Algunos novios en la Plaza de San Pedro.

«“Señor, danos hoy nuestro amor de cada día”. Esta es la oración de los novios».

Linda Stroppa

Fui sola. Mi novio no podía acompañarme a Roma por motivos de trabajo, pero fui igualmente a la Plaza de San Pedro. Y me di cuenta de que en el fondo no estaba sola. A mi alrededor había otros veinticinco mil jóvenes procedentes de más de treinta países del mundo para la audiencia con el Papa. Todos llevaban en el rostro una expresión de gran alegría cuando contaban su historia, mientras esperábamos lo que Francisco nos iba a decir.

El correo electrónico que avisó de la iniciativa me llegó hace unas semanas. Se me escapó una sonrisa al leer que para la fiesta de San Valentín el Papa quería encontrarse con los jóvenes que se estaban preparando para el matrimonio. Pero me bastó verle llegar para entender que aquel gesto era mucho más serio que lo que mi corazón había pensado. El Papa respondió a las preguntas de tres parejas: fue una breve catequesis en el tono de una charla. Ante los desafíos del mundo, «no debemos dejarnos vencer por la cultura de lo provisional», nos dijo. «Cuando el amor no es sólo un sentimiento, o un estado de ánimo, sino una relación, entonces es posible amarse sin tener miedo a decir “para siempre”». La vocación matrimonial es como una casa. «No la podemos construir solos.
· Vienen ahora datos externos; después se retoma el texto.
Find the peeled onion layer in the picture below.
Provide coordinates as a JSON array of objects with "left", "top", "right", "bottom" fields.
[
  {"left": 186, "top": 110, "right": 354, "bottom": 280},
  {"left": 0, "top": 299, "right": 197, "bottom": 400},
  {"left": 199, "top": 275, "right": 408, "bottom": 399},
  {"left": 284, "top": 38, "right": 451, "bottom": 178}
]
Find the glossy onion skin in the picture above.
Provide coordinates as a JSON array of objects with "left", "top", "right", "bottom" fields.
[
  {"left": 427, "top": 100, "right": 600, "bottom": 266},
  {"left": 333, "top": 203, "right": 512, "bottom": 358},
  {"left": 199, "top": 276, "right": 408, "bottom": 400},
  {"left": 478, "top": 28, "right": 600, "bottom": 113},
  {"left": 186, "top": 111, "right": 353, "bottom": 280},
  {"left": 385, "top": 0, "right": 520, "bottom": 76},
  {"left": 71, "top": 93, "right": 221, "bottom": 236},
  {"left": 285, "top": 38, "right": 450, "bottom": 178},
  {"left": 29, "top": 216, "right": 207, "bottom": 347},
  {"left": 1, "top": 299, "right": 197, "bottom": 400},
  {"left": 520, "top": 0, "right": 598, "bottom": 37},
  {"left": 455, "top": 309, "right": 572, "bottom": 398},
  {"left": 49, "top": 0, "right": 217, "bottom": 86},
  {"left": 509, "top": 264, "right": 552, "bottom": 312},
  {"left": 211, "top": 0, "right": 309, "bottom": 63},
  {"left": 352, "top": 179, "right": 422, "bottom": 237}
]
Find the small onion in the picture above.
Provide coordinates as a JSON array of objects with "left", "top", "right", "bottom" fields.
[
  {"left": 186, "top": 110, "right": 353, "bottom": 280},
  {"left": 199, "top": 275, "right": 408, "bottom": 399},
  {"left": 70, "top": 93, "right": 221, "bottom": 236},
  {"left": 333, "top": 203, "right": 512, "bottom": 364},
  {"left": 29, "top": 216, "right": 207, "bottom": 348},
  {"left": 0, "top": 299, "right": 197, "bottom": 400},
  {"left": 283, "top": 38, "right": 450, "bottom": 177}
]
Es un trabajo “artesanal”. Porque el marido tiene la tarea de hacer más mujer a la esposa, y la mujer tiene la tarea de hacer más hombre al marido. De modo que al mirar a una mujer todos puedan exclamar: “¡Qué mujer! Con el marido que tiene, no podía ser de otro modo».

En las palabras del Papa estaba el reclamo de un padre que nos invita a «crecer en humanidad». «Esta tarea no viene por el aire», explicó Francisco. «El Señor bendice. Pero llega por vuestras manos, por vuestras actitudes. Procurad que el otro crezca, trabajad por ello. Para ser más maduros en la fe. Los hijos tendrán esta herencia, la de tener a un padre y a una madre que han crecido juntos, haciéndose el uno al otro más hombre y más mujer».
La “receta” del matrimonio cristiano se encierra en el milagro de las bodas de Caná. «El Señor hace nuevo nuestro amor. Del mismo modo que transformó el agua en buen vino. Nos lo dona de nuevo todos los días: tiene una reserva infinita. Basta con pedir: “Señor, danos hoy nuestro amor de cada día”. Esta es la oración de los novios».

No hizo mención alguna a los límites, defectos o infidelidades. «Todos sabemos que no existe la familia perfecta, ni el marido perfecto, ni la mujer perfecta. ¡Por no hablar de la suegra perfecta», bromeó el Papa: «Existimos nosotros, pecadores. Jesús, que nos conoce bien, nos enseña un secreto: no terminéis nunca una jornada sin pediros perdón, sin que la paz vuelva a vuestra casa, a vuestra familia». Todo el cristianismo está aquí. En esas tres palabras que el Papa no se cansa de repetirnos: permiso, gracias y perdón. «A veces tenemos modales pesados como botas de montaña. Pero hay que dar gracias por el hecho de que el otro existe. La gratitud es una flor que nace en tierra fértil. Y nosotros debemos ser como el décimo leproso que volvió con Jesús».
Nos insistió en la importancia de mantener viva la conciencia de que la otra persona es un don de Dios. «Y a los dones de Dios se dice: “¡Gracias!”». En la vía de la Conciliación estalló un aplauso. Y entonces volvieron a mi cabeza las incertidumbres de los últimos meses, las dificultades que no nunca faltan. Incluso los preparativos de nuestro matrimonio, que a veces me parecen imposibles. «Hacedlo de tal modo que sea una verdadera fiesta, una fiesta cristiana», nos dijo el Papa. Y la verdad es que desde entonces, todo me resulta inesperadamente más sencillo.